The part I'm happiest with is how the report ties a finding back to the thing on the page. Click a box, or the matching row, and the report locks its lens on that occurrence and opens the finding: the rule that fired, the CSS selector, the evidence, and a plain-language fix.

Where the security surface is

The system scans arbitrary websites using a real browser. That means two distinct concerns.

The first is SSRF at the API layer. The Platform API resolves hostnames before accepting a URL and blocks against explicit CIDR ranges plus the IPv4 metadata service endpoint. The scanner runtime applies the same policy to initial targets, redirects, and subresources. Running a public instance without this would let someone scan http://169.254.169.254/latest/meta-data/ through your infrastructure.

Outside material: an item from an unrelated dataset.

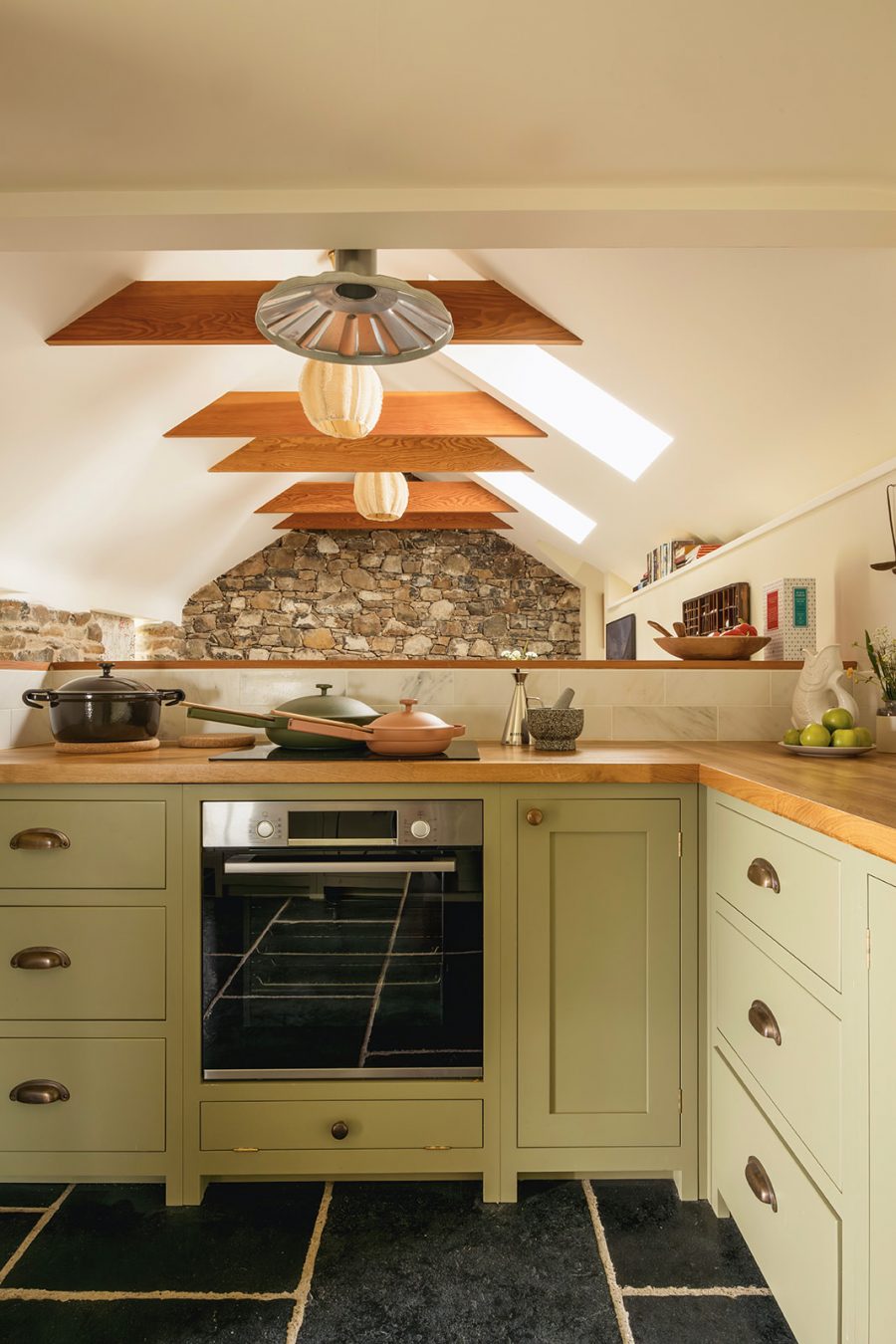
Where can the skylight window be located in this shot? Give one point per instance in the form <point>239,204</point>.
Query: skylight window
<point>543,503</point>
<point>559,396</point>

The second is ZIP intake. The archive extractor runs inside the job pod, not the host. It enforces entry count, per-file size, total uncompressed size, and compression ratio to catch ZIP bombs. Path traversal attempts are rejected before extraction. Even if someone crafted a malicious archive that bypassed all checks, the blast radius is the job pod, not the host filesystem.

Rootless Podman was the right choice here. No daemon, no privilege escalation, and the security posture for self-hosted deployments is meaningfully simpler.

What I'd revisit

The orchestrator's StateRankSQL() trick keeps state from regressing in the database, but it means the application still has to handle the case where a write was rejected. That conflict handling lives in a few places and the logic isn't symmetric everywhere. A proper optimistic locking strategy with version columns would be cleaner.

The authenticated scanning feature (form recipes and Playwright storage state) works, but the number of places credential values have to be explicitly not logged or not persisted is higher than I'd like. The boundary is well-tested and the invariants are documented, but it's the kind of thing where one careless log statement breaks the security model. I'd look at making the credential types structurally non-loggable in a future pass.

The AI Navigator is genuinely useful for testing navigation flows, but its reliability is entirely at the mercy of whatever vision model you point it at. It's opt-in and clearly labeled, but I'd want configurable fallback behavior before relying on it in CI.